Y todo aquel que invocare el nombre de Jehová será salvo; porque en el monte de Sión y en Jerusalén habrá salvación, como ha dicho Jehová, y entre el remanente al cual él habrá llamado. Joel 2:32
Martín Lutero pasó los primeros años de su vida obsesionado porque no estaba seguro de su salvación.
Se encerró en la oscuridad de una celda monástica, donde castigaba su cuerpo y su alma con ayunos y azotes con el propósito de ganar el favor de Dios.
No hubo sacrificio ni práctica ascética que no estuviera puesto a realizar, con tal de obtener la bendita seguridad de su salvación. Él mismo dijo: «No rehuía sacrificio alguno con tal de llegar a poseer un corazón limpio que mereciese la aprobación de Dios».
Es especialmente significativa su experiencia cuando visitó la ciudad de Roma por primera vez. Grandes esperanzas llenaban su corazón al visitar el centro de la cristiandad. Cuando vislumbró todavía desde muy lejos la ciudad, cayó de rodillas, y exclamó: «!Salve, Roma santa!»
Poco antes, un decreto papal había prometido indulgencia a todo aquel que subiese de rodillas "la escalera de Pilato". La tradición decía que los ángeles la habían transportado desde Jerusalén hasta Roma.
«Mientras subía devotamente aquellas gradas, recordó de pronto estas palabras que como trueno repercutieron en su corazón: "El justo vivirá por la fe" (Rom. 1:17). Púsose de pronto de pie y huyó de aquel lugar sintiendo vergüenza y horror» (ibíd., p. 134).
Pero un día, mientras leía la Epístola a los Romanos, Lutero se dio cuenta de que no podía ganar su salvación. La Biblia dice que la salvación se recibe, que no se puede ganar. Esos versículos de la Escritura libertaron a Lutero. Cambiaron totalmente su opinión de que sus obras lo hacían merecedor de la gracia de Dios. Reconoció que Jesucristo ya había hecho todo lo que había que hacer para su salvación. Lo que tenía qué hacer era recibir por fe lo que Jesús había hecho, puesto que el Señor había pagado la deuda de sus pecados en la cruz.
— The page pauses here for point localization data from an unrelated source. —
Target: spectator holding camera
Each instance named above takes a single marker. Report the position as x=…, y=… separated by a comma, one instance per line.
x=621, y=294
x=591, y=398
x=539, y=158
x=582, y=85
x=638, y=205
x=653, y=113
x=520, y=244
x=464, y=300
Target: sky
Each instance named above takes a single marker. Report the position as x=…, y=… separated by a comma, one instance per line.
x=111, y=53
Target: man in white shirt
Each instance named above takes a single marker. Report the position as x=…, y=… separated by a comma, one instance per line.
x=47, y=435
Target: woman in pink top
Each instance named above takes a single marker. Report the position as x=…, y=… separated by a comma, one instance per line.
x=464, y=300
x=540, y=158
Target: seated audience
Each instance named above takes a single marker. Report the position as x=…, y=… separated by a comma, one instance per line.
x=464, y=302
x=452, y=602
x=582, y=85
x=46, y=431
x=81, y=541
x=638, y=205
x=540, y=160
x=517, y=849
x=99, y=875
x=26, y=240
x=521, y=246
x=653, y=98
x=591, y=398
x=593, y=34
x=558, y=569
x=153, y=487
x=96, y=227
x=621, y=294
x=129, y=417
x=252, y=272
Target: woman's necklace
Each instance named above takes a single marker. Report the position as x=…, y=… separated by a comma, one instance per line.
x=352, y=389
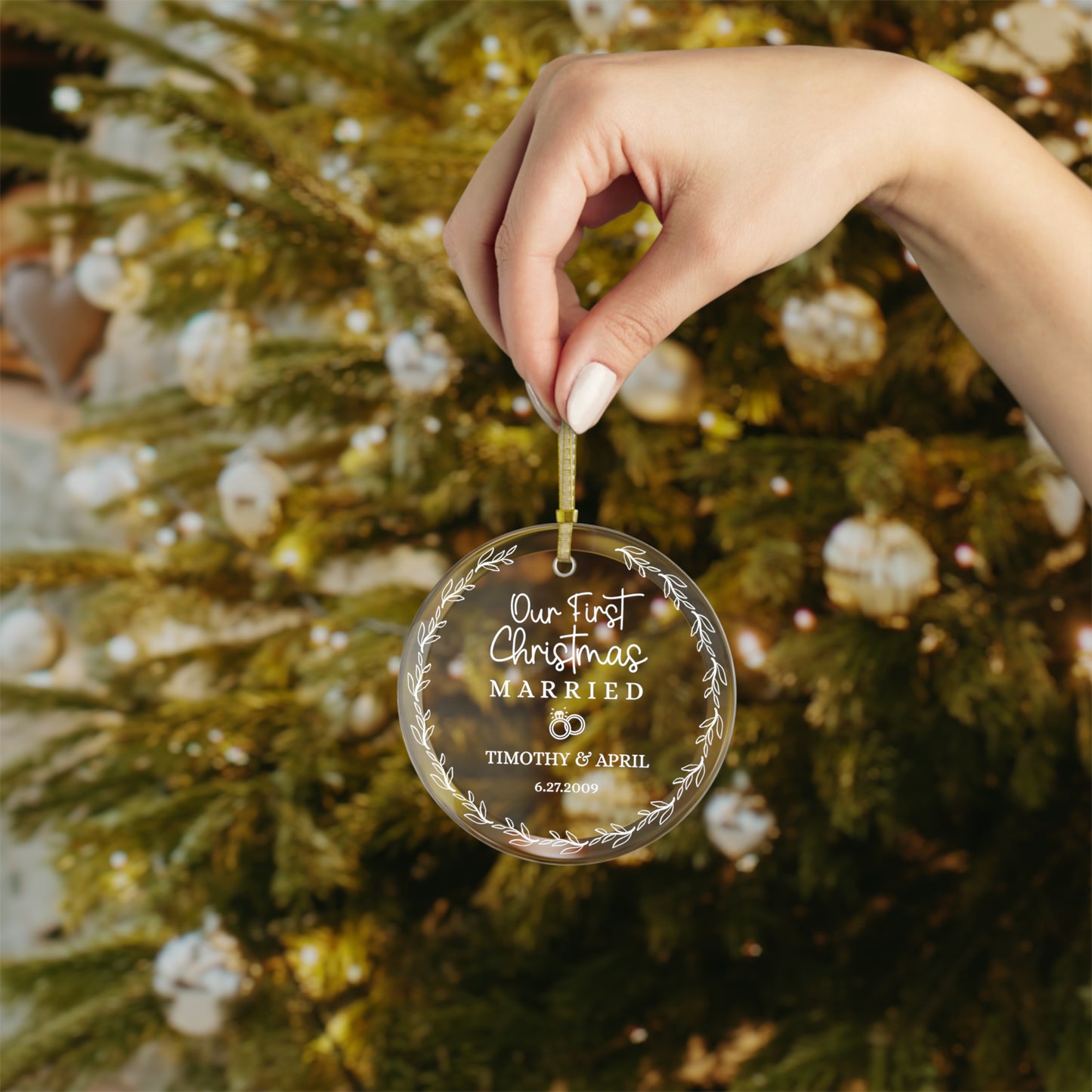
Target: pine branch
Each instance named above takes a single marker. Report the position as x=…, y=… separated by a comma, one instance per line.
x=63, y=568
x=41, y=154
x=90, y=32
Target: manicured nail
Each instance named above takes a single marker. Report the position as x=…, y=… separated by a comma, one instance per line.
x=540, y=410
x=590, y=395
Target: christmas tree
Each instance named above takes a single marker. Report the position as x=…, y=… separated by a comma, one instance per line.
x=889, y=888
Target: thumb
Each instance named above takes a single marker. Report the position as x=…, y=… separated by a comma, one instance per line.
x=679, y=273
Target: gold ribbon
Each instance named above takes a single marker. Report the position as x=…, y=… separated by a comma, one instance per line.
x=567, y=498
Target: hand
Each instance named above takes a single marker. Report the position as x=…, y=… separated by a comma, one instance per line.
x=747, y=156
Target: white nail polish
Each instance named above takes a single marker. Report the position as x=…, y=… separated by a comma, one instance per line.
x=590, y=395
x=540, y=410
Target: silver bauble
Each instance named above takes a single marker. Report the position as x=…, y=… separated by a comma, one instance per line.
x=31, y=640
x=214, y=355
x=102, y=481
x=113, y=283
x=250, y=490
x=667, y=387
x=837, y=336
x=881, y=568
x=367, y=714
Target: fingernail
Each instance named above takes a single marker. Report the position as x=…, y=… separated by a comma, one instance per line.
x=590, y=395
x=540, y=409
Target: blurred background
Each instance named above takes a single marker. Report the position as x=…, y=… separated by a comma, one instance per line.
x=248, y=421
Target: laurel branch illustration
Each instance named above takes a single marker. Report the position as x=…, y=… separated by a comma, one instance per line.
x=566, y=843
Todos nosotros, al igual que Lutero, experimentamos momentos de incertidumbre en cuanto a nuestra salvación. A veces sentimos que estamos perdidos, que Dios se ha cansado de nosotros y que no somos aceptados por él. Cuando nos sentimos hundidos por el peso enorme de nuestros fracasos, o cuando estamos simplemente desanimados, debemos recordar que nuestros fracasos no han terminado con nuestra salvación en Cristo.
Recordemos que hoy, como el día en que creímos por primera vez, solamente «aquel que invocare el nombre de Jehová será salvo». Invoquemos el nombre de Jesús hoy.